Deberíamos implantar algo similar a un organismo de investigación de accidentes para estudiar los hechos y las causas de las crisis y emergencias políticas. Diferente a la investigación jurisdiccional, pues ésta tiene la misión de aplicar el código penal, no de mejorar aquello que ha causado la emergencia o contribuido a agravarla. Y diferente a las comisiones del Congreso de los Diputados o los Parlamentos autonómicos, de cuya inutilidad y descrédito tenemos pruebas sobradas.
Los políticos llegan a los ministerios para colocar a sus huestes, a aquellos que les han permitido alcanzar el poder, sin parar mientes en su capacitación para dirigir este o aquel organismo
Un organismo independiente que, en el caso de la actual crisis sanitaria, cuestionara el mantra, ya obsoleto como se comprueba cada día, de que los ministros y altos cargos han de ser políticos, no técnicos, pues ese principio ha desembocado en una trágica gestión de la crisis. Curiosamente, están exentos del mantra los ministros económicos, todos ellos expertos en la materia. Los políticos llegan a los ministerios para colocar a sus huestes, a aquellos que les han permitido alcanzar el poder, sin parar mientes en su capacitación para dirigir este o aquel organismo. El ministro José Luis Ábalos, sin ir más lejos, nombró como director de la Sociedad Estatal de Seguridad y Salvamento Marítimo a un muchacho licenciado en Derecho que había de preguntar qué era la “amura” y qué quería decir el calado de un barco. Tuvo suerte, no ocurrió nada grave durante el tiempo que permaneció en el cargo.
El actual ministro de Sanidad, autoridad máxima para la gestión de la pandemia, seguramente es una buena persona, pero resulta evidente su incapacidad para enfrentarse a la crisis sanitaria. Simplemente, no sabe. Y los cargos que ha nombrado en el Ministerio -por no imaginar lo que ha pasado en los ministerios creados para comprar votos, o en el palacio donde reside Pedro Sánchez- responden al mismo parámetro: políticos sin más oficio que alcanzar algún cargo, como sea y al precio que sea. Por eso huyen del debate y condenan las críticas con el argumento falaz de la lealtad durante la crisis, cuando saben perfectamente que cuando pase la emergencia ya nadie se acordará de criticar nada y volveremos a lo mismo. Nadie investigará -salvo los jueces, en su caso- por qué tantos muertos, por qué tanta imprevisión, por qué tanta incompetencia.
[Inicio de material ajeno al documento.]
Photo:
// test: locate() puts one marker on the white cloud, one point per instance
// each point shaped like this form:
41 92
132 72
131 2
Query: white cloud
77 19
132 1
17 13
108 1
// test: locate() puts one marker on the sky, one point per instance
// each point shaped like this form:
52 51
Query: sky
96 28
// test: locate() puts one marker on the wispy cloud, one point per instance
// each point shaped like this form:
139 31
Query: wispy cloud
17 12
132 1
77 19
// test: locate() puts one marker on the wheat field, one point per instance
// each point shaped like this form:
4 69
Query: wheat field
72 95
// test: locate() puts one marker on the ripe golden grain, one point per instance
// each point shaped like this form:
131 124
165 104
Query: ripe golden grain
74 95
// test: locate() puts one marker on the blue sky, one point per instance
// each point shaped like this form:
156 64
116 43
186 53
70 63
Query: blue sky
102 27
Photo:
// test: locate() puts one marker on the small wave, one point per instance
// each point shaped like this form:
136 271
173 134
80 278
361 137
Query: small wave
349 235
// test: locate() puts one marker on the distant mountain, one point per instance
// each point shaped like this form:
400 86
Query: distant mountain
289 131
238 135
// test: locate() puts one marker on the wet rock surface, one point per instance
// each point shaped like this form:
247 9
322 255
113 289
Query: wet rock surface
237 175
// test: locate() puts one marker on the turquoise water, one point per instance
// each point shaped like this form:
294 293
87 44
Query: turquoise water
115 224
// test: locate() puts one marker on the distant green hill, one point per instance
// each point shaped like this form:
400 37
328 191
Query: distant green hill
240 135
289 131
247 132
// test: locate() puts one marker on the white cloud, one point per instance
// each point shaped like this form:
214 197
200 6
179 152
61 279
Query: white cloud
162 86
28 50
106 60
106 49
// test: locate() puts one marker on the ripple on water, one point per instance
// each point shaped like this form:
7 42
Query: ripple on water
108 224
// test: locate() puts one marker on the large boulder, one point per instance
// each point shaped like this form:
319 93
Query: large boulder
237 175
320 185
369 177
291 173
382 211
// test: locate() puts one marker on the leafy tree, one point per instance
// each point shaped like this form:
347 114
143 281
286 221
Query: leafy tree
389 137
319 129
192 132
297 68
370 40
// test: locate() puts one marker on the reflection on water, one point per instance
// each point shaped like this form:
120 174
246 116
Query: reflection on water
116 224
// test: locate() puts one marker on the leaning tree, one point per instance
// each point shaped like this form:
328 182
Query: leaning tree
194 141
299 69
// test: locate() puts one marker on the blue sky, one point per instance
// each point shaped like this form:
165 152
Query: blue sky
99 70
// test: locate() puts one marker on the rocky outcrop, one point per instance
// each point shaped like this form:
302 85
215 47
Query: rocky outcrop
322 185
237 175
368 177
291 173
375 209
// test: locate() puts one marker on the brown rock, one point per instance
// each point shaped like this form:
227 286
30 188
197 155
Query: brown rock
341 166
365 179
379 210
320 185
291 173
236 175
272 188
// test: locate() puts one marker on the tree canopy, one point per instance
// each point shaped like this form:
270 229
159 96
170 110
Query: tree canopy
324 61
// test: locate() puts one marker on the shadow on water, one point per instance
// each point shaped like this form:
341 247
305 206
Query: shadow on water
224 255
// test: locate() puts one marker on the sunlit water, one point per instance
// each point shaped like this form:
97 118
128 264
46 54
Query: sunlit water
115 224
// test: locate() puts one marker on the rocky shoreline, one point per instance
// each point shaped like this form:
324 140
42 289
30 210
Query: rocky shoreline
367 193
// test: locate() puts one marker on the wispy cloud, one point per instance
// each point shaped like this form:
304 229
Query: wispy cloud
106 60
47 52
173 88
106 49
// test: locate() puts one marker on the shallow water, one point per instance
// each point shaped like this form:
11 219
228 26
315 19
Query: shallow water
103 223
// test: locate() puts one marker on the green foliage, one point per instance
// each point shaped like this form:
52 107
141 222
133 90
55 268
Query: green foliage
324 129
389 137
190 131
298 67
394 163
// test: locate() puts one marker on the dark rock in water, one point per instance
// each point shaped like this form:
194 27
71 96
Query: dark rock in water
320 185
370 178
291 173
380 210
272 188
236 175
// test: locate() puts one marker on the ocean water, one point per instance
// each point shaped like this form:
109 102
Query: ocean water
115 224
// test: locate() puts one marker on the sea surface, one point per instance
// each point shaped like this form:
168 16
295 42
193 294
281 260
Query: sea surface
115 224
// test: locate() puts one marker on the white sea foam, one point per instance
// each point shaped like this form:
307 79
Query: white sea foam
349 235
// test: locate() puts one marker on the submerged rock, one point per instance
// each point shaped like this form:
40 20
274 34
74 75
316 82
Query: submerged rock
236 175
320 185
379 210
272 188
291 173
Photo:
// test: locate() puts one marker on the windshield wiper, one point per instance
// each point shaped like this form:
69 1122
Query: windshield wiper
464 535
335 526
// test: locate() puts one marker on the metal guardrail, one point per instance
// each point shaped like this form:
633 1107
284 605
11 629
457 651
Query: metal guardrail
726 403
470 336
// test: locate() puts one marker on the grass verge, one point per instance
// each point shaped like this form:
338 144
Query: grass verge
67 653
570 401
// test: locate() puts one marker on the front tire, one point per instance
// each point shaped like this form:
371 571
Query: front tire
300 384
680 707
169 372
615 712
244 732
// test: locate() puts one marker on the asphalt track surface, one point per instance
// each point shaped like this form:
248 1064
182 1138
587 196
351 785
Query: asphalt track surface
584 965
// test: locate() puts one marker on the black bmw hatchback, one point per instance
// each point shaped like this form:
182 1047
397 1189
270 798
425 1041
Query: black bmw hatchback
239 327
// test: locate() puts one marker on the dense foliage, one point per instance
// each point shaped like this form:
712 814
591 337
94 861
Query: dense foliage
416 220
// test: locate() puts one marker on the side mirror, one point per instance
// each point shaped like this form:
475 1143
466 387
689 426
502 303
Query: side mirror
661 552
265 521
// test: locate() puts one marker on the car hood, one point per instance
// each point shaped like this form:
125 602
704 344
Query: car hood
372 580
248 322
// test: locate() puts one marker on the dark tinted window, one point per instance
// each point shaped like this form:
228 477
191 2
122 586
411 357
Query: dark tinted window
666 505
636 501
También podría ese organismo de investigación indagar en la eficiencia del actual reparto de competencias entre territorios. La descoordinación, por no entrar en otros terrenos, ha sido descomunal. El Estado de las autonomías ha quedado en evidencia y se hace imprescindible revisarlo a fondo. La atomización de la sanidad pública ¿ha impedido una mayor eficacia en la lucha contra la pandemia? Los hechos son elocuentes y nos obligan, si queremos mejorar como sociedad y evitar la repetición de una gestión tan deficiente, a instaurar un mecanismo de investigación independiente de los poderes públicos, con autoridad profesional y técnica, con la misión de recomendar mejoras en el sistema político. Nos va en ello la salvación de vidas y haciendas, e incluso la misma democracia liberal, que no muere por la crítica sino por la falta de valor para corregir errores.